18% dos estudantes entre 13 a 17 anos acreditam que a vida não vale a pena, e, entre as meninas, a porcentagem aumenta para 25%, ou seja, 1 em cada 4 estudantes. Quatro entre dez alunas relatam esse sentimento (41%), contrapartida três meninos em cada 20 estudantes (16%)
Kivia Moreira | Natal (RN)
MULHERES – “Veja, veja , veja, que coisa mais bonita, mulher organizada lutando pela vida” . As palavras de ordem cantadas com alegria e firmeza são proferidas pelas militantes que lutam contra a violência e pela liberdade das mulheres trabalhadoras.
Entretanto, para as mulheres e meninas que ainda não conheceram e não se integraram à luta pela vida, é televisionado casos de violência contra a mulher e feminicídio.
No último ano, a cada dia, 4 mulheres foram assassinadas no Brasil por serem mulheres (Fórum Brasileiro de Segurança Pública). Em 2025, de acordo com IPEA, a cada minuto, ocorreram dois estupros, sendo 76% vítimas menores de 14 anos (Instituto Patrícia Galvão, 2024). Vendo essa realidade em seu cotidiano, as meninas estudantes sentem-se isoladas, sem perspectiva de vida.
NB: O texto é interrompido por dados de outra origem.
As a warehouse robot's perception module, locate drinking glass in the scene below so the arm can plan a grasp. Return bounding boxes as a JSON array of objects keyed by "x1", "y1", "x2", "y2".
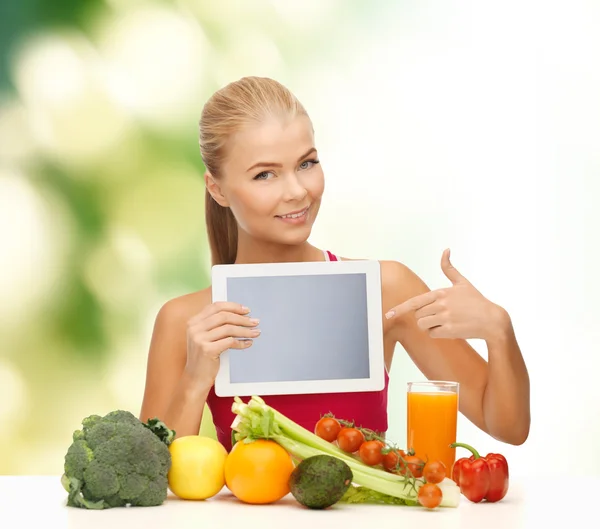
[{"x1": 406, "y1": 380, "x2": 459, "y2": 477}]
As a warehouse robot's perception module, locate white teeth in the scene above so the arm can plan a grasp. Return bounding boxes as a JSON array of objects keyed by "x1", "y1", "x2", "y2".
[{"x1": 281, "y1": 210, "x2": 307, "y2": 219}]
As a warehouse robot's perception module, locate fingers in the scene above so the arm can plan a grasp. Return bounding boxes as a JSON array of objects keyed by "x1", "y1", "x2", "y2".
[
  {"x1": 441, "y1": 248, "x2": 467, "y2": 285},
  {"x1": 417, "y1": 314, "x2": 445, "y2": 331},
  {"x1": 188, "y1": 301, "x2": 250, "y2": 325},
  {"x1": 202, "y1": 325, "x2": 260, "y2": 342},
  {"x1": 212, "y1": 337, "x2": 254, "y2": 356},
  {"x1": 385, "y1": 290, "x2": 439, "y2": 320},
  {"x1": 200, "y1": 311, "x2": 260, "y2": 331},
  {"x1": 415, "y1": 300, "x2": 444, "y2": 320}
]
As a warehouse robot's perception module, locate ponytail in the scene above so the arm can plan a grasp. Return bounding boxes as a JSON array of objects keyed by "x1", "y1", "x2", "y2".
[
  {"x1": 200, "y1": 77, "x2": 307, "y2": 265},
  {"x1": 204, "y1": 189, "x2": 238, "y2": 266}
]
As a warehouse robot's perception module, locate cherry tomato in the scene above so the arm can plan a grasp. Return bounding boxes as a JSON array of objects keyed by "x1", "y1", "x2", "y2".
[
  {"x1": 315, "y1": 417, "x2": 342, "y2": 443},
  {"x1": 417, "y1": 483, "x2": 442, "y2": 509},
  {"x1": 359, "y1": 440, "x2": 385, "y2": 466},
  {"x1": 423, "y1": 461, "x2": 446, "y2": 483},
  {"x1": 400, "y1": 456, "x2": 424, "y2": 478},
  {"x1": 337, "y1": 427, "x2": 365, "y2": 454},
  {"x1": 383, "y1": 450, "x2": 406, "y2": 472}
]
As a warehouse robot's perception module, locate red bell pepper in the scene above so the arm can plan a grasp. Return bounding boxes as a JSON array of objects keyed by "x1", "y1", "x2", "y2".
[{"x1": 450, "y1": 443, "x2": 508, "y2": 503}]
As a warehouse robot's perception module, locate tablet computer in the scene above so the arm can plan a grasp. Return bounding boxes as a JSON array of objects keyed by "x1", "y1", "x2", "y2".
[{"x1": 212, "y1": 261, "x2": 385, "y2": 397}]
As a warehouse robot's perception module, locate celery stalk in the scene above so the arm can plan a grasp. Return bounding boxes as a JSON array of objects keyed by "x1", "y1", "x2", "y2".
[{"x1": 231, "y1": 396, "x2": 460, "y2": 507}]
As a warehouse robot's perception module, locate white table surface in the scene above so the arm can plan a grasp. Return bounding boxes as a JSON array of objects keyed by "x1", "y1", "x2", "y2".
[{"x1": 0, "y1": 476, "x2": 600, "y2": 529}]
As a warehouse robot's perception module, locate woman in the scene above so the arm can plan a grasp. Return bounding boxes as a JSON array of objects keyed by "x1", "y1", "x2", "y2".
[{"x1": 141, "y1": 77, "x2": 530, "y2": 449}]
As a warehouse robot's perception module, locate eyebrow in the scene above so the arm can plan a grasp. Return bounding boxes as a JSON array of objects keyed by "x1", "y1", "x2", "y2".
[{"x1": 247, "y1": 147, "x2": 317, "y2": 172}]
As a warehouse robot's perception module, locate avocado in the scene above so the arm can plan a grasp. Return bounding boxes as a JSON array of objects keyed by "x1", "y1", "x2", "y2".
[{"x1": 289, "y1": 454, "x2": 353, "y2": 509}]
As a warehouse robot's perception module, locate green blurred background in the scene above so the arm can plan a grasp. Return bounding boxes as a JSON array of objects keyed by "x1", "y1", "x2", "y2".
[
  {"x1": 0, "y1": 0, "x2": 600, "y2": 477},
  {"x1": 0, "y1": 0, "x2": 380, "y2": 474}
]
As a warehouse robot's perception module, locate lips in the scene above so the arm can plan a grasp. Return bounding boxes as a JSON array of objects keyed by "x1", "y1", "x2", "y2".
[{"x1": 275, "y1": 206, "x2": 310, "y2": 219}]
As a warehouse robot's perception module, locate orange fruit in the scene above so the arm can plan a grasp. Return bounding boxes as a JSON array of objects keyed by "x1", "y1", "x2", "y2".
[{"x1": 225, "y1": 439, "x2": 294, "y2": 504}]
Esta é uma das principais razões da existência do cenário diagnosticado pela Pesquisa Nacional de Saúde do Escolar (PeNSE), realizada em 2024 e publicada nesta semana. De acordo com os dados do IBGE, cerca de 18% dos estudantes entre 13 a 17 anos acreditam que a vida não vale a pena, e, entre as meninas, a porcentagem aumenta para 25%, ou seja, 1 em cada 4 estudantes. Na região Nordeste, a porcentagem é maior que a média nacional, sendo 19% e, entre as meninas, 26%.
Além disso, as jovens também são as principais vítimas de bullying nas escolas. Segundo a pesquisa, um quarto dos alunos do país relata que pelo menos duas vezes algum “colega da escola o esculachou, zoou, mangou, intimidou ou caçoou” tanto que “ficou magoado, incomodado, aborrecido, ofendido ou humilhado”. Entre as meninas, esse índice sobe para 30,1%, contra 24,3% dos meninos.
Origem da tristeza está ligada à opressão de classe
Os dados mostram que há duas vezes mais meninas nessa faixa etária se dizendo tristes do que meninos. Quatro entre dez alunas relatam esse sentimento (41%), contrapartida três meninos em cada 20 estudantes (16%)
A origem da escola também é um fator determinante. Na escola pública, cerca de 29,2% das meninas disseram se sentir tristes, em contrapartida às escolas privadas, com 27,2%.
De acordo com a vice-presidenta da União Estadual dos Estudantes Secundaristas Potiguares (UESP) e estudante do CEEP João Faustino em Natal (RN), Lillith Aguiar, por conta da precarização da educação pública e dos assédios nas escolas, da saúde mental das mulheres estudantes é afetado diretamente: “Muitas vezes os banheiros não têm papel higiênico e sabonete, impossibilitando que tenhamos uma higiene decente e impactando nossa saúde. São inúmeros os casos de assédio (seja por alunos ou professores) denunciados que são ignorados pelas direções, além da própria insegurança no trajeto das escolas porque muitas das paradas de ônibus são desertas e afastadas.”
Essa cruel realidade das mulheres estudantes não deve continuar! É urgente a organização das mulheres estudantes contra a violência, a precarização das escolas públicas e por mais investimento no ensino. É urgente porque as nossas meninas morrem diariamente, são violentadas e morrem em vida quando acreditam que estar viva não “vale o esforço”.
E, como fala a palavra de ordem, para que a beleza da vida seja vista através da organização coletiva por uma sociedade que ponha fim à violência contra a mulher , a miséria e exploração, por uma sociedade socialista.